La bataille commence réellement lorsque Nurhachi mène personnellement une attaque contre le coin sud-ouest de la ville, qu'il considère comme étant le plus vulnérable. Les canons Ming ouvrent alors le feu et infligent de lourdes pertes à la cavalerie Jin[1].

Les forces Jin attaquent alors la ville d'un autre côté à l'aide de chariots de siège renforcés, tandis que les archers tirent pour couvrir leur avance, espérant ainsi faire sortir les défenseurs pour que leur "cavalerie de fer" puisse les flanquer. Cependant, en plus des tirs de canons, les défenseurs lancent également des bombes toxiques qui empêchent les forces Jin d'avancer, et leurs chariots de siège sont mis en pièces. Certains réussissent à atteindre les murailles, mais les lignes de salpêtre que les Ming ont mis en place prennent feu, créant une barrière de protection enflammée autour de la ville. Yuan envoie ensuite une escouade de "sacrifiables " qui achèvent le reste des chariots de siège. Pendant ce temps, les Jin attaquent un autre coin de la ville, mais ils sont repoussés par des attaques incendiaires et du pétrole enflammé. Des draps de lit couverts de poudre à canon et d'huile tombent sur eux, avant d’être enflammés à leur tour. À la nuit tombée, les soldats Jin se retirent[9].

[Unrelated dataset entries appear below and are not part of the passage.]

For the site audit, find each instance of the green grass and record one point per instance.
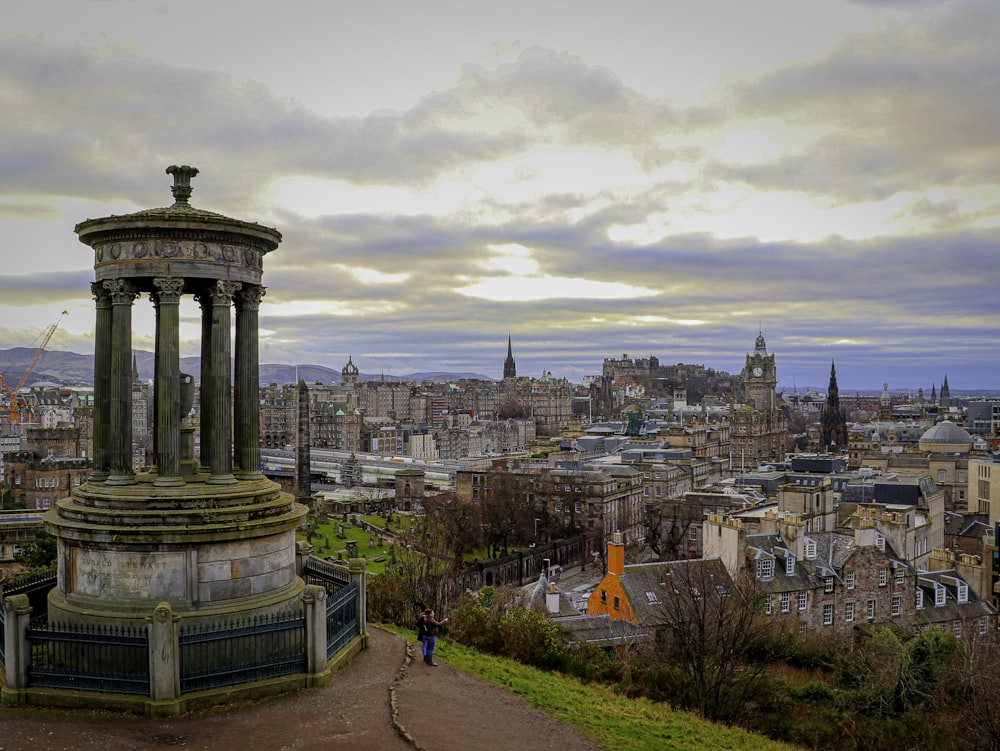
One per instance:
(329, 544)
(612, 721)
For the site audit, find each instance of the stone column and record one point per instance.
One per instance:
(314, 610)
(167, 385)
(356, 568)
(164, 654)
(220, 384)
(122, 294)
(17, 651)
(247, 385)
(102, 375)
(206, 420)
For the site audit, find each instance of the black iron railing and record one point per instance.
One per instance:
(89, 657)
(241, 651)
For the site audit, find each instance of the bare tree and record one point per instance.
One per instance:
(707, 626)
(450, 528)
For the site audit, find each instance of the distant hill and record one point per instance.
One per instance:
(72, 368)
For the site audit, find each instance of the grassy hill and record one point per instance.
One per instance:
(612, 721)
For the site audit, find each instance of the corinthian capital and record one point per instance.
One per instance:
(122, 291)
(222, 292)
(249, 296)
(168, 289)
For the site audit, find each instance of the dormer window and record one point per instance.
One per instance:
(963, 592)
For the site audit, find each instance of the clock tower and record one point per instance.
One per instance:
(760, 377)
(759, 428)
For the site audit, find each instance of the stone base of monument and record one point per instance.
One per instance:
(210, 551)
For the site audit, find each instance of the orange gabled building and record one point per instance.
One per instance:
(609, 597)
(652, 594)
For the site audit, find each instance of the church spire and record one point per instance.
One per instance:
(833, 421)
(509, 367)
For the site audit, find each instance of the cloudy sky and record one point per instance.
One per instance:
(592, 178)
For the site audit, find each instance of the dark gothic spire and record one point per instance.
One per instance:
(833, 422)
(509, 367)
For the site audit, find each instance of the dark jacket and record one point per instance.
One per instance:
(433, 627)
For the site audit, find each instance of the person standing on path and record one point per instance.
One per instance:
(422, 635)
(430, 640)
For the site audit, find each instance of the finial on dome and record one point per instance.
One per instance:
(182, 182)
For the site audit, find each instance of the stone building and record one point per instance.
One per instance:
(759, 431)
(49, 467)
(205, 537)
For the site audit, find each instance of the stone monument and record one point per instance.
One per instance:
(209, 534)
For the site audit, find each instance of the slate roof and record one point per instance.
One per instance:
(600, 630)
(932, 614)
(650, 586)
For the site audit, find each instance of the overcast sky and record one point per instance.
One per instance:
(592, 178)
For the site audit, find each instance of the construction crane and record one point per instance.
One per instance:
(17, 402)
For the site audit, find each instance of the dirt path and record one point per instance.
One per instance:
(438, 709)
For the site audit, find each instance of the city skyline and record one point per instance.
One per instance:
(648, 179)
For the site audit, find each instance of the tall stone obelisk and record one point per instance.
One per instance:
(213, 538)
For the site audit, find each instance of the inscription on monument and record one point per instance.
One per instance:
(129, 576)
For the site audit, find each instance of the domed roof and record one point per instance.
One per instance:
(947, 432)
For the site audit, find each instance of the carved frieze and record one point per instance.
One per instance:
(169, 249)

Voyant que le siège ne se passe pas bien, Nurhachi détache un contingent de cavalerie mongole pour attaquer l'île de Juehua, qui sert de stock principal aux défenseurs de Ningyuan. Les soldats affectés à la défense de Juehua avaient été jusque là laxistes, car ils croyaient que les Jin ne pouvaient pas envahir l'île, les Jurchens n'ayant pas de bateaux et étaient de pauvres marins. Cependant, les eaux autour de Juehua ont gelé cette année-là, et l'armée Jin peut donc traverser avec sa cavalerie auxiliaire. L'attaque tue des milliers de personnes et de nombreux stocks de céréales sont détruits, mais l'île elle-même tient bon et ne tombe pas entre les mains des Mongols[10].

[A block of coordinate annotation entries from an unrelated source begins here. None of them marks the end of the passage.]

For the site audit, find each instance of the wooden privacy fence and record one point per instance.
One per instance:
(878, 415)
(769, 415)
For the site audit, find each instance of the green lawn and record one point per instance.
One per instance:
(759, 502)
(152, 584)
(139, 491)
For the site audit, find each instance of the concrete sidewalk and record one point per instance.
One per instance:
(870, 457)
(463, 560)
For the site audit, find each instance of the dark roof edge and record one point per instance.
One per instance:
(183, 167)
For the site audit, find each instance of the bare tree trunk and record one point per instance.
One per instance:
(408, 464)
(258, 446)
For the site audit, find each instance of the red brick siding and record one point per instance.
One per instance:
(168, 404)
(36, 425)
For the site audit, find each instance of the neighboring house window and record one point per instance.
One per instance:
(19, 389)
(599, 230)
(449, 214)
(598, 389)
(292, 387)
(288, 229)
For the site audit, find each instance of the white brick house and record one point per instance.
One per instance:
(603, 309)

Après plusieurs jours d'assauts ratés, Ningyuan n'est toujours pas tombé et ses défenseurs ont infligé de lourdes pertes aux forces Jin. Nurhachi lui-même est blessé par un coup de canon et décide de se replier à Mukden[5].

Conséquences modifier

Deux cent soixante-neuf têtes sont coupées par les forces de Yuan Chonghuan et remises à Pékin en gage de leur victoire. Après cette victoire, Yuan est promu Censeur en chef de la droite[10]. Il développe sa stratégie de fortification de villes-clés afin de reprendre les territoires perdus durant les années précédente, en commençant à construire des défenses autour de Jinzhou, une ville située au nord de Ningyuan. L'empereur Tianqi envoie 40 000 soldats pour soutenir les projets de construction de Yuan[11].

Nurhachi succombe à ses blessures et meurt à Mukden huit mois plus tard. Son huitième fils, le quatrième Beile, Huang Taiji, prend le titre de Grand Khan des Jin postérieurs et reprend la guerre contre les Ming, mais il est vaincu lors de la bataille de Ning-Jin, un an plus tard. Alors que l'échec de la prise de Ningyuan stoppe temporairement l'avance de Jurchen, les Jin postérieurs mettent la pression sur les troupes de la région du golfe de Bohai et sur le royaume de Joseon[12].

Dans l'ensemble, les Jurchens n'ont pas réussi à briser les défenses de la garnison de Ningyuan, même après la mort de Yuan Chonghuan. Cependant, en 1644, l'empereur Ming ordonne à ladite garnison de se replier sur Pékin pour défendre la ville contre l'armée rebelle de Li Zicheng. Mais lorsque la garnison de Ningyuan arrive sur place, la ville est déjà tombée et l'empereur s'est suicidé. Par la suite, les Mandchous, qui profitent de la situation pour occuper Ningyuan, réussissent à vaincre l'armée rebelle et prendre Pékin.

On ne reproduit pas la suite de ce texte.